L’Allemagne est comparée à un paradoxe historique. Alors que le gouvernement dirigé par Friedrich Merz tente d’imprimer un tournant décisif au système de stockage, les instructions de plus d’un cinquième de la population se font jour : les citoyens réclament de quitter le salaire qu’ils attendent déjà. Et il ne s’agit pas d’étudier pour l’aventure ou de payer leurs impôts, mais surtout de jeunes gens instruits et qualifiés qui n’ont pas à se soucier de rester à Berlin pour affronter la concurrence mondiale et la démographie.

Les données officielles sont impitoyables. Selon l’Office fédéral de la statistique (DeStatis), plus de 93000 citoyens allemands ont quitté l’Allemagne au cours des quatre premiers mois de 2025, contre 80105 en 2024 et 83109 en 2023. Si la tendance se confirme, 2025 sera un record historique. En 2024,270000 Allemands avaient déjà émigré, soit près de deux fois plus qu’en 2010.

Entre-temps, 427246 étrangers sont entrés dans le pays entre janvier et avril 2025 seulement, avec un solde net positif de 126526. Entre 2022 et 2025, l’Allemagne a accueilli plus de 2 millions d’immigrés non allemands, alors qu’au cours de la même période, plus de 260000 Allemands ont définitivement quitté leur pays.

En termes simples : l’Allemagne ne se développe que grâce aux étrangers, tandis que la composante autochtone se rétrécit constamment.

Ce ne sont pas des marginaux, mais des universitaires, des entrepreneurs, des professionnels et des ouvriers spécialisés. Environ la moitié des migrants ont entre 25 et 49 ans, en pleine vie active. 

« Depuis la Covid, nous avons constaté une forte augmentation des demandes d’émigration », explique Christoph Heuermann, consultant chez Staatenlos. Aux États-Unis, selon l’avocat Manny Schoenhuber, près d’un cinquième des clients sont des Allemands qui choisissent de s’installer définitivement à l’étranger, attirés par des impôts plus bas et une plus grande liberté entrepreneuriale. Derrière ces chiffres se cachent des récits qui sonnent comme un réquisitoire : une bureaucratie étouffante, une pression fiscale insoutenable, des restrictions arbitraires pendant la pandémie et une défiance croissante envers les responsables politiques.

Le paradoxe est que même ceux qui sont nés de parents immigrés en Allemagne ne se sentent plus vraiment chez eux aujourd’hui.

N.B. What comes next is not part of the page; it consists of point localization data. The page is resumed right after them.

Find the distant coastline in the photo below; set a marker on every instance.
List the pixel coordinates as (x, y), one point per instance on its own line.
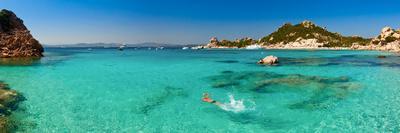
(307, 35)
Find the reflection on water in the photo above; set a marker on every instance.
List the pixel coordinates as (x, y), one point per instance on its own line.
(165, 95)
(350, 60)
(322, 91)
(19, 61)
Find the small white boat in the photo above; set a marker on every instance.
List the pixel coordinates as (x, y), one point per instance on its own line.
(121, 47)
(254, 46)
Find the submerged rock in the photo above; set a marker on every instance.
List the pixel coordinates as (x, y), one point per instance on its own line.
(269, 60)
(15, 38)
(9, 100)
(319, 92)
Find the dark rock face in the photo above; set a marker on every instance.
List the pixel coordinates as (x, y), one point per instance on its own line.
(9, 100)
(15, 38)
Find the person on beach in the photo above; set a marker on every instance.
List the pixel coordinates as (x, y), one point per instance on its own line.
(206, 98)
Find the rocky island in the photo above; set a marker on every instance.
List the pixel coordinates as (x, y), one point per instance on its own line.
(15, 38)
(307, 35)
(15, 42)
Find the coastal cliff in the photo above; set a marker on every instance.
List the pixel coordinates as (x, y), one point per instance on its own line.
(387, 40)
(15, 38)
(305, 35)
(308, 35)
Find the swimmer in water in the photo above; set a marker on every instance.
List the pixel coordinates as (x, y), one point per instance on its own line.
(206, 98)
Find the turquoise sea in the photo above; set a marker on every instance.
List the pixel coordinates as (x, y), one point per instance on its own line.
(142, 90)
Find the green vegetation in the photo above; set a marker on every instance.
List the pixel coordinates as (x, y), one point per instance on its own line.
(307, 30)
(390, 39)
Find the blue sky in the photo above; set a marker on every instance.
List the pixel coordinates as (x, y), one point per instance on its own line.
(194, 21)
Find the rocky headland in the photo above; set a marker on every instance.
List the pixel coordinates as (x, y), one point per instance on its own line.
(387, 40)
(307, 35)
(16, 44)
(15, 38)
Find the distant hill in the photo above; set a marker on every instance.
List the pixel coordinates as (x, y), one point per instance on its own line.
(303, 35)
(289, 33)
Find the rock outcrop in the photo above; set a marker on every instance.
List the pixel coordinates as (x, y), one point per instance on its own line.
(307, 35)
(269, 60)
(9, 100)
(15, 38)
(387, 40)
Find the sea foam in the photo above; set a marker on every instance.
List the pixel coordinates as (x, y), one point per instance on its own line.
(236, 106)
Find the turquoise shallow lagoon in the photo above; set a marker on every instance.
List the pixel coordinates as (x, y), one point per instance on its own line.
(141, 90)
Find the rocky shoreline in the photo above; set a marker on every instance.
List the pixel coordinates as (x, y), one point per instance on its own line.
(308, 36)
(17, 46)
(15, 38)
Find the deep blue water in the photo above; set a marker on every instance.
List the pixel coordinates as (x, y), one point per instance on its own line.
(105, 90)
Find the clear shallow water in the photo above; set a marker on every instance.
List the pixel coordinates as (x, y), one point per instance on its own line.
(105, 90)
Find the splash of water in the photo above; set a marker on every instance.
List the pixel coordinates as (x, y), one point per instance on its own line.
(235, 106)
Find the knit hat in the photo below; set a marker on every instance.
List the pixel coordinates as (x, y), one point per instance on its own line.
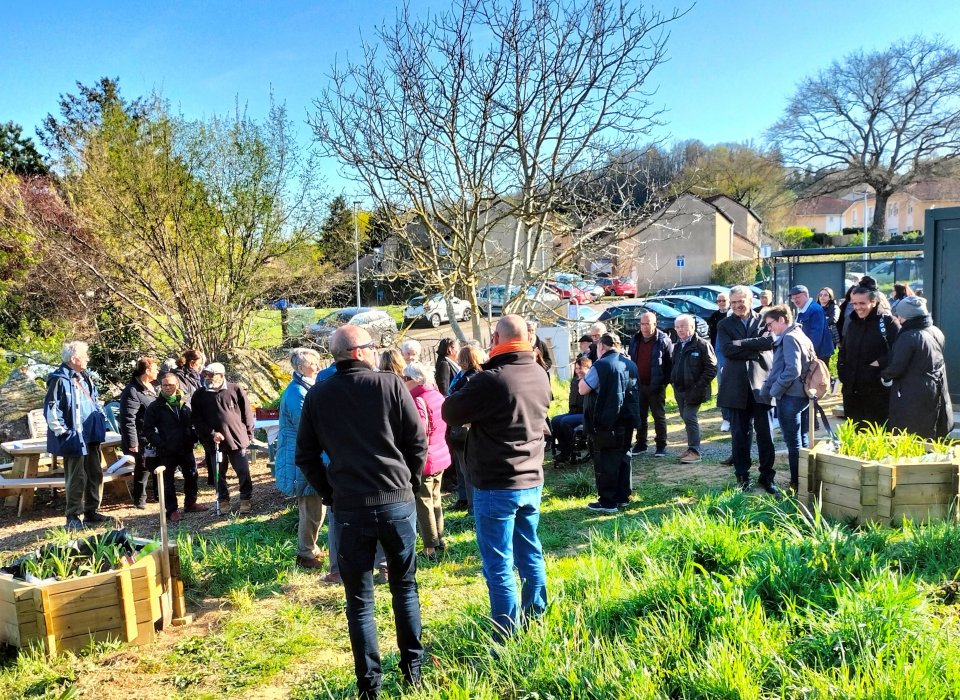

Une enquête récente a recueilli les témoignages de jeunes de deuxièmes et troisièmes générations qui parlent ouvertement d’émigrer. Selon DeZIM, près d’un quart des jeunes d’origine étrangère envisagent de quitter le pays, contre 10 % des Allemands. « C’est un sentiment de menace permanent », explique le sociologue Andreas Zick, qui constate également un déclin de la confiance dans la démocratie et une montée des sympathies populistes. Même ceux qui ont grandi à Berlin, Munich ou Cologne ne semblent plus s’identifier au modèle multiculturel. Voici le court-circuit : d’un côté, les Allemands partent, de l’autre, même les « intégrés » se sentent étrangers. La réponse politique a été un renversement brutal.

Avec l’arrivée de Merz à la Chancellerie, Berlin s’est engagée sur la voie des expulsions rapides : rapatriements facilités, détention provisoire pouvant aller jusqu’à 28 jours et pouvoirs de recherche renforcés pour les autorités. Au début de l’année 2025, les vols de rapatriement ont déjà augmenté, avec des incidents très médiatisés comme l’expulsion de 81 Afghans en juillet. Un terminal d’expulsion est déjà prévu à l’aéroport de Munich, opérationnel d’ici 2027, et capable de traiter jusqu’à 100 expulsions par jour.

Le mythe de l’accueil s’est donc renversé dans son contraire : au lieu d’assurer cohésion et prospérité, il a produit exode des Allemands, aliénation de la deuxième génération et croissance d’une société divisée et découragée. Aujourd’hui, Berlin tente de se défendre par la répression et les expulsions, mais il reste l’évidence d’un échec structurel : l’Allemagne ne grandit que grâce à l’immigration, tandis que son identité se dissout. Un avertissement pour toute l’Europe : les « portes ouvertes » – surtout celles régulières – ne renforcent pas une nation, elles la vident.

Laisser un commentaire

Tendances

En savoir plus sur observateurdissident.fr

Abonnez-vous pour poursuivre la lecture et avoir accès à l’ensemble des archives.